The court pointed out the distinction between a relationship in the nature of marriage and the marital relationship, wherein it observed that a relationship of marriage continues notwithstanding difference of opinion or unrest, even if they are not sharing a shared household, being based on law. But live-in relationship is purely an arrangement between the parties, unlike a legal marriage. Once a party to a live-in relationship determines that she/he does not wish to live in such relationship, that relationship comes to an end. 

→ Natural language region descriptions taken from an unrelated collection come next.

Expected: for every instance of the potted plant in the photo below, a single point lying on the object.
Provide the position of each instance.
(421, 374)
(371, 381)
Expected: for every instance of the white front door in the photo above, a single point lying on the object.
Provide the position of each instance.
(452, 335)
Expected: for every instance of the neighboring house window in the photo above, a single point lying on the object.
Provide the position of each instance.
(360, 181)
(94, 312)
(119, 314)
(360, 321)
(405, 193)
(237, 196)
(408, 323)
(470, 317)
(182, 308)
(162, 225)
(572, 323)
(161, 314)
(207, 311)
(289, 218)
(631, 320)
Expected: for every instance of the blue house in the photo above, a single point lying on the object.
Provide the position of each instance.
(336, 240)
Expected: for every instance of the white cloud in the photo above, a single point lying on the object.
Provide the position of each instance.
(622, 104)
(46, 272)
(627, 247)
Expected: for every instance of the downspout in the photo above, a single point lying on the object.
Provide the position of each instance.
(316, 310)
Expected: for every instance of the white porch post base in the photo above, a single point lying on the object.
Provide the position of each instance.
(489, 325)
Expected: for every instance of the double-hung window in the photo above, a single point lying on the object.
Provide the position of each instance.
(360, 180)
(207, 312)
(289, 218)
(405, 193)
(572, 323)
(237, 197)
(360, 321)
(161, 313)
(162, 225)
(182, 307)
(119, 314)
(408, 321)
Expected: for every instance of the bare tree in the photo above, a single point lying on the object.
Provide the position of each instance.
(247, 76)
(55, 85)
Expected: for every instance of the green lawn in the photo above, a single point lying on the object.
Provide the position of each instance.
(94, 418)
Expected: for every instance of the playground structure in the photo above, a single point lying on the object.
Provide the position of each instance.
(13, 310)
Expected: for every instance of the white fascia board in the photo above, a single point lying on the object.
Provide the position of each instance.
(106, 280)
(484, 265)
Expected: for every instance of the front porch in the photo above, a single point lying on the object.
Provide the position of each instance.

According to the court, live-in relationship with a married person cannot be a relationship in the nature of marriage. Party to such relationship would either be concubine, or one practicing polygamy f person having adulterous relationship. Where a person knowingly enters into a relationship with other knowing that he was married then the legal consequence of a valid marriage will not apply, hence the relationship would not be a relationship in the nature of marriage and the status of the lady would be of concubine. 

The court gave detailed guidelines basing it for the factual and legal positions i.e., 

  • Duration of period of relationship 

  • Pooling of resources

  • Domestic arrangements

  • Sexual relationship

  • Children

  • Socialising in public

  • Intention and conduct of the parties. 

The court pointed out the need for a law to protect the disadvantaged woman and children born out of such relationships. It also said that there can be no relationship in the nature of marriage between the same sex. The court delved on the issue of tort/damages for alienation of affection.